とヘリウムは重水素と比べると陽子数も中性子数も2倍です。(電子数も2倍)
しかし、原子量を見ると
 \( \mathrm{^4_2He=4.003}\)

 \( \mathrm{^2_1H=2.014}\)

となっていてヘリウムの原子量は重水素の2倍になっていません。

ヘリウムと重水素だけでなく、
 \( \mathrm{^4_2He=4.003}\)

 \( \mathrm{^{12}_6C=12}\)

についても同じことがいえます。

おかしいと思いませんか?
質量保存の法則はどうした?

これが質量欠損というものです。

 \( \mathrm{^2_1H+^2_1H\rightarrow^4_2He}\)

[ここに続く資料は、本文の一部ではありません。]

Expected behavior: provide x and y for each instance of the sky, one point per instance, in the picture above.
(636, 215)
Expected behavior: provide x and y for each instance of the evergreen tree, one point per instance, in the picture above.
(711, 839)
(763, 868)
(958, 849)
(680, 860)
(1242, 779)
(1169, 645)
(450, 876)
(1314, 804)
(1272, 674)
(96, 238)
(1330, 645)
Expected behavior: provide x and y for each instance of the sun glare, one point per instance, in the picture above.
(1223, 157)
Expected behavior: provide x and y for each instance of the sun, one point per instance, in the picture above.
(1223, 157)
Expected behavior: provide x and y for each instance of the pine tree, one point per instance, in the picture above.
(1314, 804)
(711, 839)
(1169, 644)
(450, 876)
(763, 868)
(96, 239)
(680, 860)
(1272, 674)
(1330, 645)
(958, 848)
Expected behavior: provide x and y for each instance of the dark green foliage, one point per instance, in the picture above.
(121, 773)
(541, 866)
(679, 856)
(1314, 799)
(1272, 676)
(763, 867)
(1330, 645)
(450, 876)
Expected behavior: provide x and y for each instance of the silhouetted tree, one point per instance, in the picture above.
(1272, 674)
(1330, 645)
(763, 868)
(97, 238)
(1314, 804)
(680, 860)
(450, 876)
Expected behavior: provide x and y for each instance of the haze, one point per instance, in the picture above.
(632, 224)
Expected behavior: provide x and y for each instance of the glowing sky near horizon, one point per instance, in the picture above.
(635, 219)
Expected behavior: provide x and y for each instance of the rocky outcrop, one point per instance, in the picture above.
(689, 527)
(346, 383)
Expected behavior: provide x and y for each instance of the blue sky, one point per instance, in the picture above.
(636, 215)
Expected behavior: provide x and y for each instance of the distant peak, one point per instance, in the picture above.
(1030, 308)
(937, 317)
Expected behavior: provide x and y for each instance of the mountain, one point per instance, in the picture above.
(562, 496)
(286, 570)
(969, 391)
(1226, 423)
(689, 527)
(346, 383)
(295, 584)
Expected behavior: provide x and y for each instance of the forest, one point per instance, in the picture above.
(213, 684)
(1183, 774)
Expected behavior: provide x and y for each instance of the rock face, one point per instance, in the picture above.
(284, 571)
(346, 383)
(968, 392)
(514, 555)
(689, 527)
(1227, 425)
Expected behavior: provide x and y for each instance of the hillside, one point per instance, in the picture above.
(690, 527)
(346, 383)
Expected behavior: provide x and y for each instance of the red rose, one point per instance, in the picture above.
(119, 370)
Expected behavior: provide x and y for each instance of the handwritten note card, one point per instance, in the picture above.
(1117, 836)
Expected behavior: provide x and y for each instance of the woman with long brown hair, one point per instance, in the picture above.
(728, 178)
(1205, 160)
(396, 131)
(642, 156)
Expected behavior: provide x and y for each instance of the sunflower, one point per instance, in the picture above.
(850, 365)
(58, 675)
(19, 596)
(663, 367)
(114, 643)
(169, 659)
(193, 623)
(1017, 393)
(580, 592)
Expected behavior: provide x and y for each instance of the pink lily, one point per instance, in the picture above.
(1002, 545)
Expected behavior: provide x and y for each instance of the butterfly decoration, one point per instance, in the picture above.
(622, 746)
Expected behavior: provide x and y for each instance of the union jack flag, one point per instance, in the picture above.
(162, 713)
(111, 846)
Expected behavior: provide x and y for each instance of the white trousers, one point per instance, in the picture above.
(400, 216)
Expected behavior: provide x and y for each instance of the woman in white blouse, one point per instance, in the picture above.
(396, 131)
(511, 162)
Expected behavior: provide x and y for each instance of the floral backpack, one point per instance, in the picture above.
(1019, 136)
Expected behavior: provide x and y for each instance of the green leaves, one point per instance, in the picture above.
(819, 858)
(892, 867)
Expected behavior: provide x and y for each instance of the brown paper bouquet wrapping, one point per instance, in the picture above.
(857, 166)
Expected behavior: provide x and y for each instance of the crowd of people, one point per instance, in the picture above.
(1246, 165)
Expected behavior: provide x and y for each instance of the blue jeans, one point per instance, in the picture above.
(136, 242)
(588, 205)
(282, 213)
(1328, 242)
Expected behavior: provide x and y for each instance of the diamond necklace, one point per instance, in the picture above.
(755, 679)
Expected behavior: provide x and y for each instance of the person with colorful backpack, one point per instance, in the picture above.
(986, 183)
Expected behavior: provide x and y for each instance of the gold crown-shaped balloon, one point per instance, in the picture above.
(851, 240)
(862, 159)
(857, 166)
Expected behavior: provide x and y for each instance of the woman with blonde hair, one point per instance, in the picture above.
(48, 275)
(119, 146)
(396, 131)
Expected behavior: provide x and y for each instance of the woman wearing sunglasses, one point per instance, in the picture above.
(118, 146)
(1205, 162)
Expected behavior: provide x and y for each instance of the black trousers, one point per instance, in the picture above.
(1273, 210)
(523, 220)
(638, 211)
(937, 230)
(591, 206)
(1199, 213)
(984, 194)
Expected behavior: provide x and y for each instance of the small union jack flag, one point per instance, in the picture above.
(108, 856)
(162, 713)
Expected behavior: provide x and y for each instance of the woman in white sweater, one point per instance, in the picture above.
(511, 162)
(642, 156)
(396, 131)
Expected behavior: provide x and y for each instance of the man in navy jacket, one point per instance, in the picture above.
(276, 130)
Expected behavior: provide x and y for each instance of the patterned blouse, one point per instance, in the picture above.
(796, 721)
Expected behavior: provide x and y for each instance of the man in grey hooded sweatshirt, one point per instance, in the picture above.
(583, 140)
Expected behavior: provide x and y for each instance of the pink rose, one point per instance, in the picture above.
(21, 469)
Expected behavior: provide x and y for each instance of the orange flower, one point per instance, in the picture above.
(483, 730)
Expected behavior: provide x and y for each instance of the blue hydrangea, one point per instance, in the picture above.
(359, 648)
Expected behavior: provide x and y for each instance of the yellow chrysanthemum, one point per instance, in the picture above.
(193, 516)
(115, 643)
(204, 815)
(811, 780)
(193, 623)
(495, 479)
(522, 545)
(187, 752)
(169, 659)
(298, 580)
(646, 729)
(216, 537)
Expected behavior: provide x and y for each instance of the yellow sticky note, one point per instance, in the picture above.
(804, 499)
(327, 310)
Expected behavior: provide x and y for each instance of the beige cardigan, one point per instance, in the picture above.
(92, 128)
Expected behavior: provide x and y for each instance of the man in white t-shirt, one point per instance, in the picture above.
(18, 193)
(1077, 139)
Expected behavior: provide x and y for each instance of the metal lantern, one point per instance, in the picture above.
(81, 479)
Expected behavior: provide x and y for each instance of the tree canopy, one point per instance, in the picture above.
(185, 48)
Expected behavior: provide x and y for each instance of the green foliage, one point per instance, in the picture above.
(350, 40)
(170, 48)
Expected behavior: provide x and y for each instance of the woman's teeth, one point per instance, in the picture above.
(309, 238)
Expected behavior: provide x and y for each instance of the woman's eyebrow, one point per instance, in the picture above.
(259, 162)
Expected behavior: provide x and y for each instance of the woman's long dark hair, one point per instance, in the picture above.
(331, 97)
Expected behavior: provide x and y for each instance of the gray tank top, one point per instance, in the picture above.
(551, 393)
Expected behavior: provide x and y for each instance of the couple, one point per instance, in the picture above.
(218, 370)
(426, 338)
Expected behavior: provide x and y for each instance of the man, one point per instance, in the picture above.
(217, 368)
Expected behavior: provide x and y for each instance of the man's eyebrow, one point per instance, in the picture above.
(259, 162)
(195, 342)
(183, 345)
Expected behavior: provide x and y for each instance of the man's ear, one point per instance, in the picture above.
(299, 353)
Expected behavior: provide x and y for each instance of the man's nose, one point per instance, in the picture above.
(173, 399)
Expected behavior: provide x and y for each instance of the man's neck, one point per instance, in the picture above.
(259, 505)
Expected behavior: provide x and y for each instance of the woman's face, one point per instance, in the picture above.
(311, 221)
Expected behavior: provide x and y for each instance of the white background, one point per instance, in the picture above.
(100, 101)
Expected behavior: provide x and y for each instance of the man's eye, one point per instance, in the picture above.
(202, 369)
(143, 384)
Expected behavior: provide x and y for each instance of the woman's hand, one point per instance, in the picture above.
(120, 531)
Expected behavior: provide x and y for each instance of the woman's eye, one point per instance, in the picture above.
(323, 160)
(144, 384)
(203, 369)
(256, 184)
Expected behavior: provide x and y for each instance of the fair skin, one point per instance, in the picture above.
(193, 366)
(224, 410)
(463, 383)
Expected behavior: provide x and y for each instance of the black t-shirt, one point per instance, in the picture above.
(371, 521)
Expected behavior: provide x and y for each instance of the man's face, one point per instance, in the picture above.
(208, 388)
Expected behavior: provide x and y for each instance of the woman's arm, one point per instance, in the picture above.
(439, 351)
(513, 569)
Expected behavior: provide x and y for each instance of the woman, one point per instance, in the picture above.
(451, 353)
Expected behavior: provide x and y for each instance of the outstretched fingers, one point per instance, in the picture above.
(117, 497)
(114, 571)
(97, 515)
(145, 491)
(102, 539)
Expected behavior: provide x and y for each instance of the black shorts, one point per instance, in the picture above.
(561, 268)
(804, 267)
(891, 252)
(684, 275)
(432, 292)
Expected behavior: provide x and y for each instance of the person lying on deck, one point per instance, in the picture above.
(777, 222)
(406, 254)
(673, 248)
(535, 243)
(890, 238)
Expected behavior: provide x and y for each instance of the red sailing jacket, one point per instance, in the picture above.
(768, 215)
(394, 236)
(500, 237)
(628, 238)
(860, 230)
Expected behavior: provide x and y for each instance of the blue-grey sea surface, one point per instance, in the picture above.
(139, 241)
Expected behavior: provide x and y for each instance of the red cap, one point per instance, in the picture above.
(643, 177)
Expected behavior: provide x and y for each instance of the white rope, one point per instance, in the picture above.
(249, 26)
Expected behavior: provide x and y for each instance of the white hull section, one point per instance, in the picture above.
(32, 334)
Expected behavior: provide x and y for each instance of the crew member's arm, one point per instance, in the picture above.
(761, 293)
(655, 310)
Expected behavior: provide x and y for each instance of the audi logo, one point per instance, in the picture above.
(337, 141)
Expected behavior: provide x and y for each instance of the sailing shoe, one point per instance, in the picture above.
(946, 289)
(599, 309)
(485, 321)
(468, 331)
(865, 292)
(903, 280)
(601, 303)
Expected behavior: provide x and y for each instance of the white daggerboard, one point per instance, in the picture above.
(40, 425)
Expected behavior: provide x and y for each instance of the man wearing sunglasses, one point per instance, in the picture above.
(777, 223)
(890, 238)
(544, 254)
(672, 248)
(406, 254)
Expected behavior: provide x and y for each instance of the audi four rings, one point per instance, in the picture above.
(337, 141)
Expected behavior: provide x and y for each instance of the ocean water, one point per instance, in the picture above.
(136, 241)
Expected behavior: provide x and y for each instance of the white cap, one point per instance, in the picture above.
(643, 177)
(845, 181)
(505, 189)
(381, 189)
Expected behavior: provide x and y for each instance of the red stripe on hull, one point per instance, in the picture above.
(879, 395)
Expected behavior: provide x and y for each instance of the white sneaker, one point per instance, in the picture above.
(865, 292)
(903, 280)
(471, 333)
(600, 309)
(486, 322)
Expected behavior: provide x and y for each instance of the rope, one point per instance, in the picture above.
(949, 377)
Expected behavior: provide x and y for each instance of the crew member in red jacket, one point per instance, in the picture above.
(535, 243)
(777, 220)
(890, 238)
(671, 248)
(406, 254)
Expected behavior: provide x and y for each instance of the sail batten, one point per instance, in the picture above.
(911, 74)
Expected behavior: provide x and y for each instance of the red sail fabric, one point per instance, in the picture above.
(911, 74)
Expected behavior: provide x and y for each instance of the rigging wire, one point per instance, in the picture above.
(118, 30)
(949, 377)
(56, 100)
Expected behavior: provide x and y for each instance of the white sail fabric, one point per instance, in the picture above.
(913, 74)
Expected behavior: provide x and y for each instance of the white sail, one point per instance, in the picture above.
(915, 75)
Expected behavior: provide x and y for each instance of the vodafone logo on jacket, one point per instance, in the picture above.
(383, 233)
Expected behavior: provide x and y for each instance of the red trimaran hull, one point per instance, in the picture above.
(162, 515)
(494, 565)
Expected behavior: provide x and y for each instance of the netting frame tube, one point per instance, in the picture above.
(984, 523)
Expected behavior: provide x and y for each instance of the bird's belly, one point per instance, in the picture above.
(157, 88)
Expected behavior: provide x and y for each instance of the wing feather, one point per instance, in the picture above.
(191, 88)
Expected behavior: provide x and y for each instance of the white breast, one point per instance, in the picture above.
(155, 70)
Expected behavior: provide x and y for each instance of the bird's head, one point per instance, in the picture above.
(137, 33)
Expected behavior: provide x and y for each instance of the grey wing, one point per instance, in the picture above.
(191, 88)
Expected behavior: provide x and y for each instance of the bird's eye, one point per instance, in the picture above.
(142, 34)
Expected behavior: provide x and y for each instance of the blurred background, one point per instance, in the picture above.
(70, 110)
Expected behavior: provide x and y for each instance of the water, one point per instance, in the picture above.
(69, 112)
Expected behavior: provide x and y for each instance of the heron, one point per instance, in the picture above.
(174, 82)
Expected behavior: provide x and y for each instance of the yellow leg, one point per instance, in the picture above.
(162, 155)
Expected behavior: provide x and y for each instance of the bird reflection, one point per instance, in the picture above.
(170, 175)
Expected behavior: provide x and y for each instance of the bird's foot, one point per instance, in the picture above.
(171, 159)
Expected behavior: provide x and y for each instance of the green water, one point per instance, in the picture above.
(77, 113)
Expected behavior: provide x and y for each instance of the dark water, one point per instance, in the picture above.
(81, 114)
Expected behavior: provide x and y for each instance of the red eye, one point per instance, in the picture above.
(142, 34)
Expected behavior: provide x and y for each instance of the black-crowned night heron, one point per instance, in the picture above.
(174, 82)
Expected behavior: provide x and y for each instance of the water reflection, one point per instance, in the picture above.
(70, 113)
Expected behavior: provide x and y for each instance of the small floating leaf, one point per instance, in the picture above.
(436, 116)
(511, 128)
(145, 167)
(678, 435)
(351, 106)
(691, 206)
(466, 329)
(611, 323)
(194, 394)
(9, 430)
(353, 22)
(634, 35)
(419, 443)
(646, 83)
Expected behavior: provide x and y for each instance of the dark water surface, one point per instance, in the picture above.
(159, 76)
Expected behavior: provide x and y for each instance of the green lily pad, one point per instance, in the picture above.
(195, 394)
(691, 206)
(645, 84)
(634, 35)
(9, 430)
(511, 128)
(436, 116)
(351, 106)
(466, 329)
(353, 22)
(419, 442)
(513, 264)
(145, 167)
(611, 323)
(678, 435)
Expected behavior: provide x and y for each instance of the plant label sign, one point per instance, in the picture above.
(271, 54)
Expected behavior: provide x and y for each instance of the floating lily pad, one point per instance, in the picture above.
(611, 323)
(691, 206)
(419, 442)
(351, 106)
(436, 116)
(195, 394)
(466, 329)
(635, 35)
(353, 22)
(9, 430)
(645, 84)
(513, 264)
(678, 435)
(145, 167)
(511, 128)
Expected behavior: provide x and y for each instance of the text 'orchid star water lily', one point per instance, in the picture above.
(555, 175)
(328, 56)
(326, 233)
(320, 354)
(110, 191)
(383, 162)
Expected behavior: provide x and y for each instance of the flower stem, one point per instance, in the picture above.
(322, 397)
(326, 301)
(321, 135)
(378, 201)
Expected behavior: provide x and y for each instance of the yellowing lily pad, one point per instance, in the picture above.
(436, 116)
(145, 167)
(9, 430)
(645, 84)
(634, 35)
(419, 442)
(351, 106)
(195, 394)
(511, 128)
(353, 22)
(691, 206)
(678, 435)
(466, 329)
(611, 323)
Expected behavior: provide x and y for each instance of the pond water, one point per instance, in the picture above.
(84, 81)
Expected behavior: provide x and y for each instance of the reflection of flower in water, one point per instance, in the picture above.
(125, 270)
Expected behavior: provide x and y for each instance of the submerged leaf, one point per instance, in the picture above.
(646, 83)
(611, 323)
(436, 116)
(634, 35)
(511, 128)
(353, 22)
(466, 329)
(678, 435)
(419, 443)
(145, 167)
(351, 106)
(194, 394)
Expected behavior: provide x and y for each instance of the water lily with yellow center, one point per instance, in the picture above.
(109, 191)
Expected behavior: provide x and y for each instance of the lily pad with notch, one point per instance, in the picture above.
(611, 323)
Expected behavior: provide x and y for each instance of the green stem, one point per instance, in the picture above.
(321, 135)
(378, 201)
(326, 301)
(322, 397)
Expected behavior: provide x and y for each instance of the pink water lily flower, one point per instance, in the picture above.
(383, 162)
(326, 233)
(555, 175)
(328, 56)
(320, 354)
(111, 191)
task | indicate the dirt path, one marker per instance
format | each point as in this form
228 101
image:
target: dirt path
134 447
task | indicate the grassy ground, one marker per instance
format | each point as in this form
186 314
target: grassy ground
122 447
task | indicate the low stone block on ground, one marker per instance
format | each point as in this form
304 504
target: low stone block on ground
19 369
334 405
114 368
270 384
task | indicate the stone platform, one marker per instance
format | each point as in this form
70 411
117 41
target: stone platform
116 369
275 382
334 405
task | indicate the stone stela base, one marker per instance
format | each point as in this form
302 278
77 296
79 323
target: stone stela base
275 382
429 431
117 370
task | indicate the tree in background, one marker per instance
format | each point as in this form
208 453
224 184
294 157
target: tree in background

の反応が起こる際、4.028gの重水素から4.003gのヘリウムが生成する。

つまり、0.025gの質量が失われたことになるのです。
このように原子のようなミクロの世界では質量は保存されないということです。

ところで、この消えた0.025gの質量はどこに行ったのか?

膨大な熱エネルギーに変わっているんです。
これが太陽から放出される核融合エネルギーです。

どれくらいすごいエネルギーかを計算して見ましょう。
アインシュタインの相対性理論の公式

 \( \mathrm{E=mc^2}\)

を使って質量欠損の0.025gを代入すると(途中計算は省略します)

 \( \mathrm{E=2.25\times 10^{12}(J)=2.25\times10^9(kJ)}\)

となります。
どれくらいすごいのかわかりませんので、石炭を燃やしたときのエネルギーと比べてみます。

炭素の燃焼熱は1gで見てみると32.8kJです。
4.028gの石炭(炭素)を燃やすとすると

 \( \mathrm{32.8\times4.028=132(kJ)}\)

の発熱量です。
一方で4.028gの重水素が4.003gのヘリウムになるときの核融合エネルギーは

 \( \mathrm{E=2.25\times10^9(kJ)}\)

なので、おなじ4.028gから発生する熱量は

 \( \mathrm{2.25\times10^9\div 132=1.70\times 10^7}\)

つまり1700万倍違うということです。

これでもわかりにくい?

では、
4.028gの重水素が4.003gのヘリウムになるときの核融合エネルギーは、
石炭を約70(トン)=70000kg燃やしたときのエネルギーと等しい。
といえば少しはわかってもらえますか?

太陽のエネルギーってすごいですよね。

科学の発展によって原子力発電など核融合エネルギーを利用出来るようになりました。
しかし、戦争の道具として使うために科学者は研究したのでは決してない、というのは忘れないで下さい。

科学者の端くれとしての切なる願いです。

高校化学の範囲では、

⇒ 質量保存の法則や定比例、倍数比例などの法則とアボガドロの分子説

は成り立っているとして良いですよ。